To prevent slippage in the nonproliferation regime, the editors offer a number of policy recommendations: stop Iran and North Korea (if this remains possible) from becoming nuclear-weapon states; alleviate security concerns by strengthening alliances; raise barriers to nuclear acquisition by discouraging independent fuel-cycle capabilities and securing fissile material in the former Soviet Union and elsewhere; strengthen verification and intelligence, in part by wider adherence to the IAEA Additional Protocol for verification; and follow a long-term strategy to devalue the role of nuclear weapons in the international system. As it is with many things, the NPT regime is affected by politics as much as security. The possession of a nuclear arsenal still significantly affects the status of a state. For the NPT regime to succeed long-term, this high political value of nuclear weapons must recede into the past.

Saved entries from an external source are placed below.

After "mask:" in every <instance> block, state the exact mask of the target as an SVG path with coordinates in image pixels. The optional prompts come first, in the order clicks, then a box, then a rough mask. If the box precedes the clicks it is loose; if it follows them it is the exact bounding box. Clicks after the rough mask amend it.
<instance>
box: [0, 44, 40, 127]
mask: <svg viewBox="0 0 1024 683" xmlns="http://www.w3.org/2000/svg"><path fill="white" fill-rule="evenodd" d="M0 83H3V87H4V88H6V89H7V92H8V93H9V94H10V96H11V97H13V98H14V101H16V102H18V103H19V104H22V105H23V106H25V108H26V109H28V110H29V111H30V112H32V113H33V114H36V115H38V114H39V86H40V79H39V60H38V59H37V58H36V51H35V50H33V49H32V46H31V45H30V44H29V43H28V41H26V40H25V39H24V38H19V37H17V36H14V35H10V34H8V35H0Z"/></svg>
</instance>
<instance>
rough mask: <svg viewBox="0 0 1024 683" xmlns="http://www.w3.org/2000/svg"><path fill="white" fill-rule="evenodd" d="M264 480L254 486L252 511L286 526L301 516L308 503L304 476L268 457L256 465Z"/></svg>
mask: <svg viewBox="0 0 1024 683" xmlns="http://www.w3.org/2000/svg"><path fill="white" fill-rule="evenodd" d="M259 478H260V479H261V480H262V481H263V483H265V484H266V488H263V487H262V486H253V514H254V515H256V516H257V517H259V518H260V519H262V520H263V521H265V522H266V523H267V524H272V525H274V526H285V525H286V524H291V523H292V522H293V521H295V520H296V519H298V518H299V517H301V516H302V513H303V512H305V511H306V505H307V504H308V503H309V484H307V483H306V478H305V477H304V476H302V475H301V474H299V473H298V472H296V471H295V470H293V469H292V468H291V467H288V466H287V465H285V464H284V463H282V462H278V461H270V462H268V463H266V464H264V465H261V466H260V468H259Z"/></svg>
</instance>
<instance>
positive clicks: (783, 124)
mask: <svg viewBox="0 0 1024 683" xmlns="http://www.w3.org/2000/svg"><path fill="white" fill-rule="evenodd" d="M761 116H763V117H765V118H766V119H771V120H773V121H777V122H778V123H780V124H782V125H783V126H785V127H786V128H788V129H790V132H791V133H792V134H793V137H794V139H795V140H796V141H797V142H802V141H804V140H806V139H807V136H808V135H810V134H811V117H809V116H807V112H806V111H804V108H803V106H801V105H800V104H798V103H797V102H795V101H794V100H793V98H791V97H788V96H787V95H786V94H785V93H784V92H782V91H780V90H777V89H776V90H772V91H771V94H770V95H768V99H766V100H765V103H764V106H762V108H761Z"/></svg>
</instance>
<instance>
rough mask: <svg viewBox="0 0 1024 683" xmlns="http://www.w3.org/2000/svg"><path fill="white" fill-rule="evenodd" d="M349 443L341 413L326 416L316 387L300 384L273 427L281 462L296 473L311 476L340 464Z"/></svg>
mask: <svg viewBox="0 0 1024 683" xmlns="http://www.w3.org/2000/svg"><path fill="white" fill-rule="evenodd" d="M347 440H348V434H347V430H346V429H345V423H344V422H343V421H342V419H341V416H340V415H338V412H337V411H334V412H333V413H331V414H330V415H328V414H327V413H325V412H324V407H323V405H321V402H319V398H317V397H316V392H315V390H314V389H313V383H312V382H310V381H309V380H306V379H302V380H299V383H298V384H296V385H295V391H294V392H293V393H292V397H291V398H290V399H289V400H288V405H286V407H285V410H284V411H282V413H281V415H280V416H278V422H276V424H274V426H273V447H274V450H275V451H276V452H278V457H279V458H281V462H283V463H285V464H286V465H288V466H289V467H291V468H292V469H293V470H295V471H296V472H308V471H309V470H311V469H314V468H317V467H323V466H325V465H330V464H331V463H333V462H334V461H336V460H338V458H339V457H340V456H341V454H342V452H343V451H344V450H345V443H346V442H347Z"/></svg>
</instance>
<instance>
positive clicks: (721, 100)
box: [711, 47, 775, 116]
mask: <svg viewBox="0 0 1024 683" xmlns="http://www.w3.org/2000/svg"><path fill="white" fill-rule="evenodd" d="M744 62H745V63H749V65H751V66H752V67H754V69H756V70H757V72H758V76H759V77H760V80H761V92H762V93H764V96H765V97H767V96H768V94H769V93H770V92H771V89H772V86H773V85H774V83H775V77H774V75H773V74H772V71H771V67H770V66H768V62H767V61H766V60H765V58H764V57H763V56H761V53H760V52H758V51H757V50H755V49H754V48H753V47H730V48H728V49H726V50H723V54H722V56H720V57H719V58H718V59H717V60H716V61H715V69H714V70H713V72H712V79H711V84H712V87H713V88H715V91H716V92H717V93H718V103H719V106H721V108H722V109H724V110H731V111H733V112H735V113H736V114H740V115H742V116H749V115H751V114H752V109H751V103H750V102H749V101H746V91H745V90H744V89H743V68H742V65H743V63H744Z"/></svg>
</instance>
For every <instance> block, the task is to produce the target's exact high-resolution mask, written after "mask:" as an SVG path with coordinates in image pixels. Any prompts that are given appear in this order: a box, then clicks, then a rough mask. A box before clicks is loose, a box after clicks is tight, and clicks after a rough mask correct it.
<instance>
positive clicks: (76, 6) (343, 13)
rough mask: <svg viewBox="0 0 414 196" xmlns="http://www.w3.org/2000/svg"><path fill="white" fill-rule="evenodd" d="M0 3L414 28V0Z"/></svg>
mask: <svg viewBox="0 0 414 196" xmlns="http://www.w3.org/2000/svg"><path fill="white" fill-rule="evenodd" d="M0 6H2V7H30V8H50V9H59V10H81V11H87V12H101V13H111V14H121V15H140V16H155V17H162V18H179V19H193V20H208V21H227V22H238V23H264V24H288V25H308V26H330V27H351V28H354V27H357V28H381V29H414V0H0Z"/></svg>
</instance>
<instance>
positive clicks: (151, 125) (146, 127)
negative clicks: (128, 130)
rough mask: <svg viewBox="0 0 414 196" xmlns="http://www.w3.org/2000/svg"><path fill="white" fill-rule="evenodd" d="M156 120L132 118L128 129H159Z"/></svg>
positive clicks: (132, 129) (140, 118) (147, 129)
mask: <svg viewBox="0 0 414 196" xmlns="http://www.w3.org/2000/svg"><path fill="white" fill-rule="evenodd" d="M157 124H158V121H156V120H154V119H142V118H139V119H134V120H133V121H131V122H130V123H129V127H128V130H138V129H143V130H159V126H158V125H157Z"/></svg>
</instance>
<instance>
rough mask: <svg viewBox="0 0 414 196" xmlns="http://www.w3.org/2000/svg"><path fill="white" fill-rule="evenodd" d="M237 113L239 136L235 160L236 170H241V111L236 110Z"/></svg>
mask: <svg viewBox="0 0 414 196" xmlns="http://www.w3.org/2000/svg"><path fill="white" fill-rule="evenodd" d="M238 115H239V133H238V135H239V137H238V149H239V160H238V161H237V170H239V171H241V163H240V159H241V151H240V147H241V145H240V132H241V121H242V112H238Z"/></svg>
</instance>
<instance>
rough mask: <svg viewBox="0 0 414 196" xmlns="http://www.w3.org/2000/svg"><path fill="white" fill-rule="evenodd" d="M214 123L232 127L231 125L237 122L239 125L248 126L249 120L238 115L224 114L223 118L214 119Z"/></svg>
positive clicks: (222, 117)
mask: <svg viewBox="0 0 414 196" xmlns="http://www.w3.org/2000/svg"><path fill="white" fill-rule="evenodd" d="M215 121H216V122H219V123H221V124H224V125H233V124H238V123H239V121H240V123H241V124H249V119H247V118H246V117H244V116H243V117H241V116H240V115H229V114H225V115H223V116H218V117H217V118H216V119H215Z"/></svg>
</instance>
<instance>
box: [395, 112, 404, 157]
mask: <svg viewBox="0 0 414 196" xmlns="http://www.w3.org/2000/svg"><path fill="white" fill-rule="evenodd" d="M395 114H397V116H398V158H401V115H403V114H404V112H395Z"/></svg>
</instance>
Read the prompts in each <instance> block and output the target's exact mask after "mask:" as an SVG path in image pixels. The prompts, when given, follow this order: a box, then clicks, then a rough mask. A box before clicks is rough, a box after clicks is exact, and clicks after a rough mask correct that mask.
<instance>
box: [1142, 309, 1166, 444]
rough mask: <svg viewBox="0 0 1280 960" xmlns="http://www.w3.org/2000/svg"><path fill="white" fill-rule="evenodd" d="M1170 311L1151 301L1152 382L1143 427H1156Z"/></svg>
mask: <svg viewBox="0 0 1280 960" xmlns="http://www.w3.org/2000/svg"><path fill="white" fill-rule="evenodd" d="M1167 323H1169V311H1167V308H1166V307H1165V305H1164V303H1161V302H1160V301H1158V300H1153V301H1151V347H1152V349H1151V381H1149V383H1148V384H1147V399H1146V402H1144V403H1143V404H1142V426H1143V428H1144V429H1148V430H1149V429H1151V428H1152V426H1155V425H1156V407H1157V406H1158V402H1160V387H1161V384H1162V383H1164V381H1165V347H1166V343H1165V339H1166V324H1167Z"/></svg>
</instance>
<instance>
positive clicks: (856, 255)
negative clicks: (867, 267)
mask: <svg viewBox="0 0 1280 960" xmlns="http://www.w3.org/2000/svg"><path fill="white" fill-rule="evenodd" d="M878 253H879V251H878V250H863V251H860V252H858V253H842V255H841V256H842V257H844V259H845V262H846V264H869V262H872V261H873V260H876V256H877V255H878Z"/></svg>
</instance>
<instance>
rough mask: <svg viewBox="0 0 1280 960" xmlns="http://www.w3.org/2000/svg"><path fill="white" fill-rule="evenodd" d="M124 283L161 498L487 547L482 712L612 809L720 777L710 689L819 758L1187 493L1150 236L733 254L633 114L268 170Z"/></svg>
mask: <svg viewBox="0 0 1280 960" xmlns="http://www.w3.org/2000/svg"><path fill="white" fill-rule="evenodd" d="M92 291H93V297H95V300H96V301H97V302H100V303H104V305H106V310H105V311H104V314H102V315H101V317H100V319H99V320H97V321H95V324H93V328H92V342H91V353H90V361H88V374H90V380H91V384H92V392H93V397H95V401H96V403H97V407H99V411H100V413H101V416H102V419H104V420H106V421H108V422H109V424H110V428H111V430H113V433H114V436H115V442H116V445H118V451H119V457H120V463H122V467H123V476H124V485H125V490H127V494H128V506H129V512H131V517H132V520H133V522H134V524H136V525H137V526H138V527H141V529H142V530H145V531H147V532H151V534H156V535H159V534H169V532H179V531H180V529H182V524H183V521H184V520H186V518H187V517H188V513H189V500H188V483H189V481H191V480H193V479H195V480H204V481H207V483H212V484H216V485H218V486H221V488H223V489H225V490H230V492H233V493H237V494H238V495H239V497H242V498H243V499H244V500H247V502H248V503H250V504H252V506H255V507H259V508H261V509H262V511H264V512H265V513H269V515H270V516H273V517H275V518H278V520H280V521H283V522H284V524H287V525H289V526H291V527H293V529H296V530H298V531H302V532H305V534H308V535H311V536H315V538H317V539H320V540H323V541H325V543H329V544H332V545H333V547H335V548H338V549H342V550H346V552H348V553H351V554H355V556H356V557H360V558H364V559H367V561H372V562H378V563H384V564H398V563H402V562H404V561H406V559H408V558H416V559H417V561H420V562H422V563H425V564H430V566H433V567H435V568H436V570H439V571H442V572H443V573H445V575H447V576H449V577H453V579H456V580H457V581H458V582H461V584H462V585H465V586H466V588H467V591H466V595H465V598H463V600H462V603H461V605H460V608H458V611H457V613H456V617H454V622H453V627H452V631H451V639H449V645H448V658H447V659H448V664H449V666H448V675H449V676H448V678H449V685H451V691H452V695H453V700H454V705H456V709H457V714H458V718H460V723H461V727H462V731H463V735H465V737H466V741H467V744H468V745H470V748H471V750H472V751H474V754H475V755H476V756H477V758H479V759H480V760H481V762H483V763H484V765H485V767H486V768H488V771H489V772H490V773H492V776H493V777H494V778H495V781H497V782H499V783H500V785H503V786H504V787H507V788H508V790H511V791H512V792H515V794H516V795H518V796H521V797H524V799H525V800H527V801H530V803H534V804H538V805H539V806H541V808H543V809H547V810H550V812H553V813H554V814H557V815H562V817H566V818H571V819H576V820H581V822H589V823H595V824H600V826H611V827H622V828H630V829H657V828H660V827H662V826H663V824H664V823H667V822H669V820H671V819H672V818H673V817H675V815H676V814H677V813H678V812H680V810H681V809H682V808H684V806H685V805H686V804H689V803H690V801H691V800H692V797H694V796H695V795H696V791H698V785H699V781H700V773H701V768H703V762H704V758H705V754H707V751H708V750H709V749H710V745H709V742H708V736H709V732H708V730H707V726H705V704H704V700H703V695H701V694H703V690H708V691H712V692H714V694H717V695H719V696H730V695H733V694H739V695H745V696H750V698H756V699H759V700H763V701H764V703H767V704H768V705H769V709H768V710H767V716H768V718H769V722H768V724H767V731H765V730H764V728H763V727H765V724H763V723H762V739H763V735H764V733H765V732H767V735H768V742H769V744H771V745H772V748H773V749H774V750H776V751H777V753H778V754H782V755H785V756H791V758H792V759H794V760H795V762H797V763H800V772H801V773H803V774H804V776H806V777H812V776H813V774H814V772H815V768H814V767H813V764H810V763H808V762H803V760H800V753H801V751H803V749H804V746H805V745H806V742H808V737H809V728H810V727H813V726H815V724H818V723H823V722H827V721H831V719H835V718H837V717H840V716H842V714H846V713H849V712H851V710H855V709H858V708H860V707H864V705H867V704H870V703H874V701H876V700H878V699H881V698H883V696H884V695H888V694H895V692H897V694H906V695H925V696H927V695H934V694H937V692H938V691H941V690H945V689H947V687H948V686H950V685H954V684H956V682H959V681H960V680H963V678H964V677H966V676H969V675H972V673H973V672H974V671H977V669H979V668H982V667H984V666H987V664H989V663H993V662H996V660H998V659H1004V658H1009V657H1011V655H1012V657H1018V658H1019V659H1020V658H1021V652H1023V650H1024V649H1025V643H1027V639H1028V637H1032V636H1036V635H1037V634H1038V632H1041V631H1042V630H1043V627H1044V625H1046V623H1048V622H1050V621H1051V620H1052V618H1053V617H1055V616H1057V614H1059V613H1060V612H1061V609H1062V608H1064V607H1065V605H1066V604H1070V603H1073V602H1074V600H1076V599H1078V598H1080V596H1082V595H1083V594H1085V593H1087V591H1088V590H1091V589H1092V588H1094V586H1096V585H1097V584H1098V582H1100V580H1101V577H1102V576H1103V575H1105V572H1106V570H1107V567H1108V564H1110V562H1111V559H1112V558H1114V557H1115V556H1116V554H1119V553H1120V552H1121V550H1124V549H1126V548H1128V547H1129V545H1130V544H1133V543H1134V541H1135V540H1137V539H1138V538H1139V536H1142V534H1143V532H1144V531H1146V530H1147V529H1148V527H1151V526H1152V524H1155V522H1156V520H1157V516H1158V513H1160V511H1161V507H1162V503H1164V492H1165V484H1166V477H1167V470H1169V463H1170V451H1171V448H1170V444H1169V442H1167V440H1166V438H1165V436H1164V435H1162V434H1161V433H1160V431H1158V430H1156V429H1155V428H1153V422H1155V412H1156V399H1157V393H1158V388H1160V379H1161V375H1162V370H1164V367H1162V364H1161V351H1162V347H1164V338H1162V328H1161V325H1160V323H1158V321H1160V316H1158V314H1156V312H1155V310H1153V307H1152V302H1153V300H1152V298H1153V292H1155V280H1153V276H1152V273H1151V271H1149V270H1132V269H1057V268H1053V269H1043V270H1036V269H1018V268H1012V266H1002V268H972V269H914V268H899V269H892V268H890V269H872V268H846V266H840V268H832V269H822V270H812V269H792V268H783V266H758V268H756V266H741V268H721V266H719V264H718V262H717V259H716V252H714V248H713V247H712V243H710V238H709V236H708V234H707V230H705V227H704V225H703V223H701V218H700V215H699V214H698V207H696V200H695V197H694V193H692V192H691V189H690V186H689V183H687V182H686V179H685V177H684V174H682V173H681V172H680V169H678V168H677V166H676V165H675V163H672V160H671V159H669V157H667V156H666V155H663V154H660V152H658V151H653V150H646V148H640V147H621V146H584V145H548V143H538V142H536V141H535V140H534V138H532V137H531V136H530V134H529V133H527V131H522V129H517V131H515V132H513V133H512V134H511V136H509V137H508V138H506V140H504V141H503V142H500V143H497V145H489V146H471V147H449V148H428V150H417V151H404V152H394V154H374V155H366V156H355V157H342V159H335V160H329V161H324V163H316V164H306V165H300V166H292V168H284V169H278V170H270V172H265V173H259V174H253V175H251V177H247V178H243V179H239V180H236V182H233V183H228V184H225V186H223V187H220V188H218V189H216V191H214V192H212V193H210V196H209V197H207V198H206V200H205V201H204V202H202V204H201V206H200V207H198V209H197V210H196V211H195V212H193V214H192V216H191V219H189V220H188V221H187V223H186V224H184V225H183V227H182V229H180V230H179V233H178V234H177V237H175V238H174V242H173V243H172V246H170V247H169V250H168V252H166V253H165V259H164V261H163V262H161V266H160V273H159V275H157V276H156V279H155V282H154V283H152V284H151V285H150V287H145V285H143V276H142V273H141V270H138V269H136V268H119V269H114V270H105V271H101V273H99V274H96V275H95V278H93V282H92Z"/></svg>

For this to happen, the United States must lead by example. No example would be stronger than U.S. ratification of the CTBT.

Strong U.S. leadership, the editors say, is needed to harness partners and institutions and to keep countries away from the nuclear tipping point where proliferation becomes inevitable and uncontrollable. They assert we are not near the tipping point now, nor are we necessarily destined to reach it, but they note that, once the tipping process becomes identifiable in the NPT regime, it may be very difficult to stop.


Thomas Graham Jr. is a former Special Representative of the President for Arms Control, Nonproliferation, Disarmament. In this and other senior capacities he participated in every major arms control/nonproliferation negotiation in which the United States took part from 1970 to 1997. Ambassador Graham is the author of Disarmament Sketches (University of Washington Press, 2002), Cornerstones of Security with Damien LaVera (University of Washington Press, 2003), and Common Sense on Weapons of Mass Destruction (University of British Columbia Press, 2004).